In contrast to a recent report on adherence to HAART among children from a similar South African setting, we did not find any association between adherence and socio-economic factors such as access to water, electricity or a flush toilet . We did, however, find a strong association with our indicator for crowding (that is, the number of people per house). A South African study evaluating intermittent versus daily chemotherapy for the treatment of childhood TB similarly found a significant association between household crowding and adherence, with children from crowded homes achieving a poorer adherence . As children depend largely on caregivers for the administration of treatment, caregiver characteristics are important determinants of adherence [40, 42]. Studies from North America have described improved adherence where primary caregivers were not the biological parents, possibly relating to parents' emotions regarding their own HIV status [40, 44]. However, caregiver characteristics and their impact on adherence are complex and it is not possible to generalise between different cultural settings.
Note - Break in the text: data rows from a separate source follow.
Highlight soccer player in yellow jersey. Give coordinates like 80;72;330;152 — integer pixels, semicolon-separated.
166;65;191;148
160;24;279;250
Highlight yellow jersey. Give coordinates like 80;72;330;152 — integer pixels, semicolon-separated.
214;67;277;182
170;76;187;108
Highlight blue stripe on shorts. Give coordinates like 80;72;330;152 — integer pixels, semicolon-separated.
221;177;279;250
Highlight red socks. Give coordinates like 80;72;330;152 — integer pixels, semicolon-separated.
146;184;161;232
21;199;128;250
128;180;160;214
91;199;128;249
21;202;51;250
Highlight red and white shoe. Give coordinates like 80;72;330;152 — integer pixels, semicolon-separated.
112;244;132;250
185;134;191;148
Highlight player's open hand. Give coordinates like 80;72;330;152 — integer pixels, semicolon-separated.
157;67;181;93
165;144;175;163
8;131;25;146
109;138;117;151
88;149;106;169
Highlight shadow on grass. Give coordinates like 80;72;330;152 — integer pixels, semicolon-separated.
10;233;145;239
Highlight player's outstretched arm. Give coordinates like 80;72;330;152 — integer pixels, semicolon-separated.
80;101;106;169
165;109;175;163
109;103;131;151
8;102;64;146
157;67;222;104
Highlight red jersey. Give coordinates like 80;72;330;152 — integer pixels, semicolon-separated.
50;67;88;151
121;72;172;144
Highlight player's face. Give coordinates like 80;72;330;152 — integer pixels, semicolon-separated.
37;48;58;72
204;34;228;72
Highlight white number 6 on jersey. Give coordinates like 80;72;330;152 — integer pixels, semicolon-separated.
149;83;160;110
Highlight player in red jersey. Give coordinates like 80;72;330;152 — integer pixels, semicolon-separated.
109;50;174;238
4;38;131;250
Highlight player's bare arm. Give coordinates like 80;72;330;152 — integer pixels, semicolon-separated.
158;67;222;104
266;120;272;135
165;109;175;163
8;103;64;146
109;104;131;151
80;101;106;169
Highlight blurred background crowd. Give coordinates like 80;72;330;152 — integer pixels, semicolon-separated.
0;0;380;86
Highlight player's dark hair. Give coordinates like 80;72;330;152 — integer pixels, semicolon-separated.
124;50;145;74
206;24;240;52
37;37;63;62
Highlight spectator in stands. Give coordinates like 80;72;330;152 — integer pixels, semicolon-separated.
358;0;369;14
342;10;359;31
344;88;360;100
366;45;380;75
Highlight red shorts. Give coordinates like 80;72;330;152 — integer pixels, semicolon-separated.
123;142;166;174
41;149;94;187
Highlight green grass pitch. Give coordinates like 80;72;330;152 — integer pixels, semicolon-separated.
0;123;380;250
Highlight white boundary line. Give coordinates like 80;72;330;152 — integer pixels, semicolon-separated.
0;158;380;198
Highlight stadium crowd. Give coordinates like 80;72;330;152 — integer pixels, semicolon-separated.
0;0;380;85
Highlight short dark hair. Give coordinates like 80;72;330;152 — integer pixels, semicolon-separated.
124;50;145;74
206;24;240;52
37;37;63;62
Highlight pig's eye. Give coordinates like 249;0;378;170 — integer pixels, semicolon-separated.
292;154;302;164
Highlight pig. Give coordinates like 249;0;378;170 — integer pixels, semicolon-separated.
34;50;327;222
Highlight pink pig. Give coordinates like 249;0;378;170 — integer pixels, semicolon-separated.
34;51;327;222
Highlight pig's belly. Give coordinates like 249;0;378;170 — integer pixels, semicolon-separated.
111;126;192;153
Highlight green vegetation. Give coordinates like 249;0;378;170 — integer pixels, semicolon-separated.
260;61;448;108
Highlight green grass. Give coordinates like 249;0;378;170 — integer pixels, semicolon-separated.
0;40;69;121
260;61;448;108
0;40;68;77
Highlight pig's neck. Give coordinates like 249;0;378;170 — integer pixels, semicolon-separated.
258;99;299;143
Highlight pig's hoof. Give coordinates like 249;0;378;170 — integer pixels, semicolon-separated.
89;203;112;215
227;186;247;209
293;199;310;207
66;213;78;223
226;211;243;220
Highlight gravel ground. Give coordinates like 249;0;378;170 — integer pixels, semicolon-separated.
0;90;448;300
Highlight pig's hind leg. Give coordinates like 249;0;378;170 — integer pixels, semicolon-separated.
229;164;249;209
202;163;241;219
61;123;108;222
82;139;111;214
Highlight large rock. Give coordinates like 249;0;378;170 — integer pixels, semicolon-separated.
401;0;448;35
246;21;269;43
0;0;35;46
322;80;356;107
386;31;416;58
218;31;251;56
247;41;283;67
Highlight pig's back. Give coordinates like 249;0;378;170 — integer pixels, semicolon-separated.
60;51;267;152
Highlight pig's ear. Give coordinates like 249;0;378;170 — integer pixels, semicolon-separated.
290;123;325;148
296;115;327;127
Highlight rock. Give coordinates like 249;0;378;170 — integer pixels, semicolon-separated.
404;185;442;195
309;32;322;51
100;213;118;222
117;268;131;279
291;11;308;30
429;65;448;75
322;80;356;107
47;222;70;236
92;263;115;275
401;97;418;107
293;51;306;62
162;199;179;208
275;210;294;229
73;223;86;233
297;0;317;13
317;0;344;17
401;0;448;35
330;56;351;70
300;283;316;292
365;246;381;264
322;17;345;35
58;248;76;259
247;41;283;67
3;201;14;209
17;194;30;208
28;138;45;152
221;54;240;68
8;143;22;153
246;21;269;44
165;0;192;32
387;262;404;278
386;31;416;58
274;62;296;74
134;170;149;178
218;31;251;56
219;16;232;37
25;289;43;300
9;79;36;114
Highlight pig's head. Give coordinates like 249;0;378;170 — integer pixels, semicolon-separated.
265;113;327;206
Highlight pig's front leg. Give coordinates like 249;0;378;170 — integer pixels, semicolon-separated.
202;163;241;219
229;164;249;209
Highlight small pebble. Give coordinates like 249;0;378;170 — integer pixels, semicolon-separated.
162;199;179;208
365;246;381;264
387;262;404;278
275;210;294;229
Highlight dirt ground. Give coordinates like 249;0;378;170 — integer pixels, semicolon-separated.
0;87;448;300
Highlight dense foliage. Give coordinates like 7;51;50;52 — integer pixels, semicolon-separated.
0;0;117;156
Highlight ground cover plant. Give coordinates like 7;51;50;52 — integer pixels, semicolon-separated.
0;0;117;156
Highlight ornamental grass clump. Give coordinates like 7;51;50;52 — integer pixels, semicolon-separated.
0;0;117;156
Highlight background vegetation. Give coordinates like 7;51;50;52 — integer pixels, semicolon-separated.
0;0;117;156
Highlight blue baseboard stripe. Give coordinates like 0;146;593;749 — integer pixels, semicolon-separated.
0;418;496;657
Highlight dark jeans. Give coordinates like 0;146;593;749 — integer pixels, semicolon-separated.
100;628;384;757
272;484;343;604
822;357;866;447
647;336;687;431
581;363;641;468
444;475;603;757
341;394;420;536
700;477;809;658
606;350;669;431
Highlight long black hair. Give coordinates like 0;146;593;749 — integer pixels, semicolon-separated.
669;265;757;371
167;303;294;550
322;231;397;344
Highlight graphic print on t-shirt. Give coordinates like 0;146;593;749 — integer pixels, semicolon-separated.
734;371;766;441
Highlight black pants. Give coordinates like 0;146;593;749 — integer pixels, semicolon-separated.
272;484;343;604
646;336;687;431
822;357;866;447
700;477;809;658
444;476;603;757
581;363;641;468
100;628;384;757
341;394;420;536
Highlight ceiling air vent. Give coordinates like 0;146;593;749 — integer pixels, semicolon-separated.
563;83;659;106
In contrast to reports from industrialized settings, adherence was better among Togolese children whose primary caregivers were their biological parents . A study from South Africa noted misunderstandings between multiple caregivers to be a commonly cited reason for non-adherence to HAART . The association we found between crowding and non-adherence might relate to unmeasured caregiver characteristics, such as having multiple caregivers, rather than to general socio-economic circumstances. Certainly, the complex role of caregiver characteristics in HIV-related paediatric adherence must be explored and refined in the African context. Household size is easily determined and could be a useful tool in assisting health care workers in similar settings to identify children who may be at a higher risk for non-adherence.